Seminar

Contextualized Functions of Glycans in Human Tissue Formation

Prof. Hans H. Wandall

More than 200 different types of post-translational modifications (PTMs) finetune the structure and function of proteins in human tissue. The most diverse and abundant subtype of PTM is believed to be glycosylation. Glycans exhibit a large structural diversity with cell-type specificities that underlie defined biological functions. However, our functional understanding of the glycome is limited, partially due to the lack of simple model systems that allow for open-ended, unbiased screens of glycan function in human tissues. We here present the first human organotypic platform to systematically interrogate glycan functions in tissue formation.
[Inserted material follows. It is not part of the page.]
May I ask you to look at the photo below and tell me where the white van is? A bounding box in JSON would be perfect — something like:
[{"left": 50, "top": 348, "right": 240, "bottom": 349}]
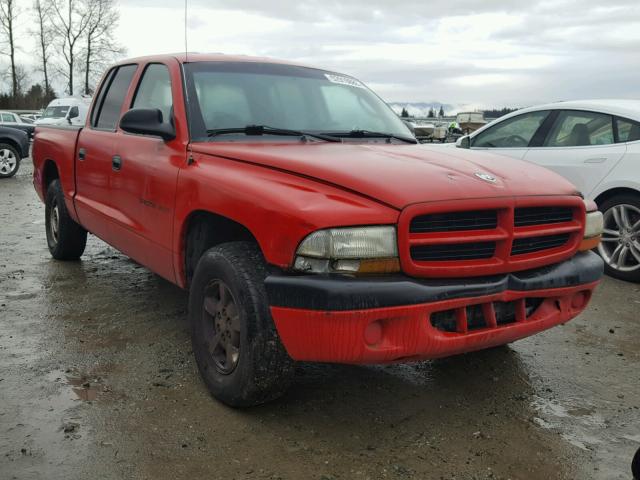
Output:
[{"left": 34, "top": 97, "right": 91, "bottom": 126}]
Using CRISPR-Cas9 and a 3D organotypic model of human skin, we have generated a human tissue library with truncation of the key glycan structures, thus providing a platform contextualized to a human setting with broad discovery potential. The library demonstrates distinct phenotypes associated with loss of individual glycosylation pathways, including the effect of complex N-glycans on wound healing, O-GalNAc glycans on cell-cell adhesion, differential roles for O-Fucose and O-Glucose glycosylation in NOTCH signaling and glycosphingolipids in EGF signaling and skin barrier formation. The platform can help define the roles of the glycome in epithelial homeostasis, epithelial transformation, cell-cell and cell-matrix adhesion, signaling and host pathogen interactions, enabling glycobiology to move beyond the constrains of 2D cell culture assays, printed glycan arrays, and animal models.